Connu notamment pour ses blockbusters tels que Robocop, Showgirls et Basic Instinct, le cinéaste néerlandais Paul Verhoeven revient avec Benedetta, un film basé sur l’histoire vraie d’une nonne du XVIIe siècle, mystique et lesbienne. Le film fait partie de la compétition officielle au Festival de Cannes.

Il suffit de quelques images de Benedetta, en compétition au Festival de Cannes 2021, pour savoir qu’on se trouve dans un film de Paul Verhoeven. Un récit mené au pas de charge, sans trop de souci pour la subtilité et pour la psychologie, et un goût prononcé pour le sexe et la violence; ces mêmes ingrédients qui ont valu une réputation de cinéaste sulfureux à ce «Hollandais violent».
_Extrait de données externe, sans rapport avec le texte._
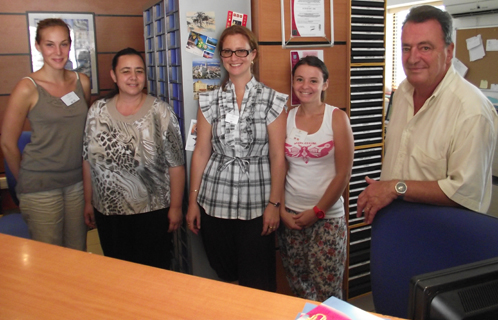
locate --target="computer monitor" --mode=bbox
[408,257,498,320]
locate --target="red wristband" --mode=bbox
[313,206,325,219]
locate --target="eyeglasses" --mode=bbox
[220,49,252,58]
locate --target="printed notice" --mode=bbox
[486,39,498,51]
[291,0,325,37]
Il s’agit du deuxième film français de Paul Verhoeven, après Elle (2016) avec Isabelle Huppert, déjà présenté au Festival de Cannes. Au départ, Benedetta devait sortir il y a deux ans déjà, mais des soucis de santé du réalisateur ont empêché sa finition. L’année dernière, en raison de la crise sanitaire, le producteur et le distributeur ont préféré attendre encore un an, au lieu de sortir le film en catimini.

L’histoire de Benedetta, basée sur des faits véridiques, est celle d’une nonne dans l’Italie du début du XVIIe siècle, Benedetta Carlini, qui vit une relation homosexuelle au sein de son couvent, tout en proclamant que, sans elle, toute la population de la ville de Pescia périrait de l’épidémie de la peste.

Ce n’est pas la première fois que Verhoeven cherche son inspiration cinématographique dans l’histoire. On se souvient de sa fresque La Chair et le Sang (1985) avec le regretté Rutger Hauer, déjà située en Italie – quoique tournée en Espagne. Ce film s’était librement inspiré du grand livre de l’historien néerlandais Johan Huizinga L’Automne du Moyen Âge (1919), qui décrit le difficile passage de Moyen Âge à la Renaissance, une période de crise profonde marquée par le pessimisme et la violence. Verhoeven, et son scénariste attitré de l’époque Gerard Soeteman, avaient traduit cette atmosphère par un récit extrêmement noir, sans aucun personnage empathique ou sympathique.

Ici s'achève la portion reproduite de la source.